In this tutorial, I’m working with the Weather filter in ON1 Effects to introduce a foggy mood into a landscape. It’s a solid tool on its own—plenty of controls for distance, transition, and overall look. But if you stop there, the effect can feel a bit uniform. Fog doesn’t behave that way in the real world. It builds, it fades, and it interacts with depth in the scene.
That’s where masking comes in—specifically the Depth Mask. This is what lets us take a good effect and shape it into something believable.
Start with the Weather Filter
The first step is straightforward: add fog using the Weather filter.

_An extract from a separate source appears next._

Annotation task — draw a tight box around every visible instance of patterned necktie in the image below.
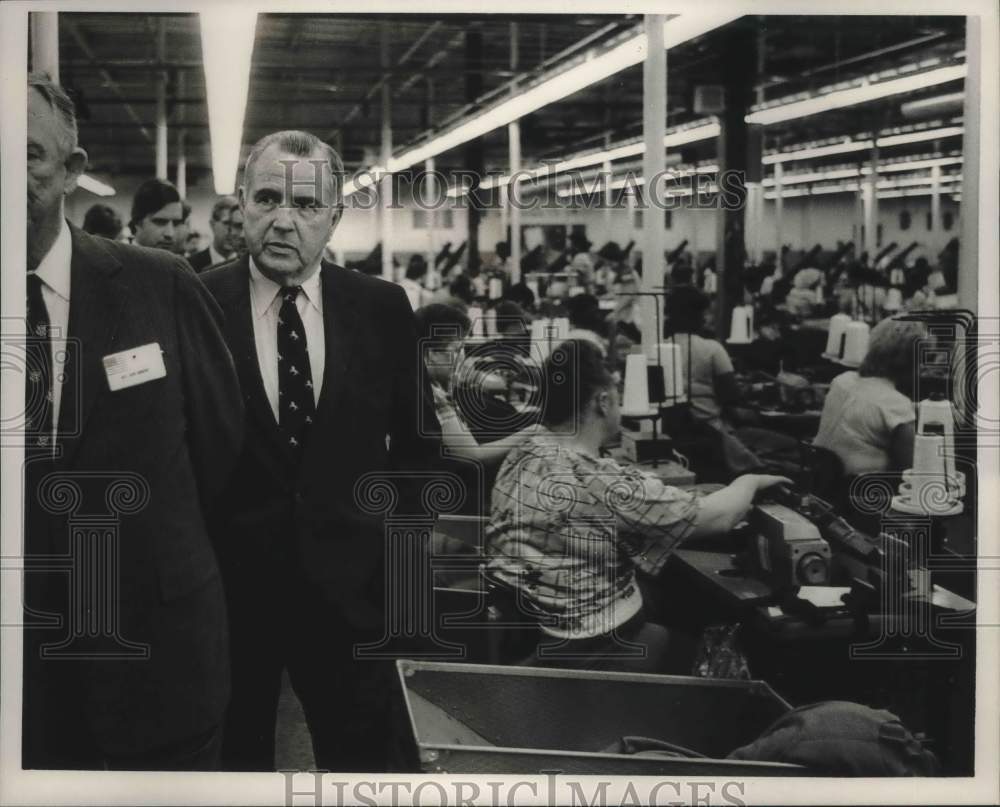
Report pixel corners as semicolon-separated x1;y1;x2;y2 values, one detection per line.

I typically:
Start with a fog-based preset (like “Foghorn”)
Turn off any extra preset styling to keep things clean
Adjust the Distance so the fog sits where I want it in the scene
Increase the Transition for a smoother fade
At this stage, the effect is doing its job—the entire scene gets a foggy treatment. But that’s also the problem. It’s too even. The midground isn’t separating from the background the way I want, and the subject—this small farmhouse—needs more attention.
Use A Depth Mask to Shape the Fog
This is where things get interesting. The Depth Mask analyzes the scene and builds a mask based on distance from the camera. Instead of manually painting selections, you’re working with depth information.
A couple of key ideas:
White reveals the effect (fog)
Black protects from the effect
Once the depth mask is applied, for a foggy scene I’ll almost always invert it. That flips the logic so the fog is applied to the background instead of the foreground. From there, it’s a visual process:
Adjust the Distance slider to push fog deeper into the scene
Aim for darker tones (less fog) in the foreground
Keep brighter tones (more fog) in the background
You’ll see the image start to separate—foreground clears up, background recedes. That’s the natural depth you’re after.
Soften the Transition
Even with a good depth mask, edges can feel a little abrupt. Inside the mask refinement controls, I’ll add Feathering. This doesn’t soften the photo—it softens the mask itself. The result is a much more gradual transition between areas with and without fog.
It’s a subtle adjustment, but it makes a big difference. Fog should feel diffused, not cut out.
Bring the Subject Back with Local Masking
At this point, the fog is sitting nicely in the background—but the farmhouse is getting lost more than I’d like. So I’ll refine the mask further:
Add a new mask layer
Use Quick Mask AI to select the house
Subtract fog from that area
That gives me control, but at full strength it looks artificial—the subject may pop out too cleanly. The fix is simple: lower the mask density. This lets some fog remain over your subject, just enough to keep it grounded in the scene while still drawing attention. It’s a balance—too much removal and it looks cut out, too little and it disappears.
Key Takeaways
The Weather filter is a great starting point, but it’s only step one
Depth Mask lets you shape fog based on distance for a more natural look
Inverting the mask is often necessary to push fog into the background
Feathering the mask creates smoother, more realistic transitions
Local masking (like Quick Mask AI) helps refine key subjects without overdoing it
Final Thoughts
What I like about this workflow is that it stays flexible. You’re not locked into what the filter gives you—you’re building on top of it. Fog is one of those effects that can quickly look overdone. But when you combine the controls the Weather filter already gives you with depth-aware masking, you can guide it into something that feels like it belongs in the scene.
That’s the goal every time—use the tools, but don’t let the tools dictate the result.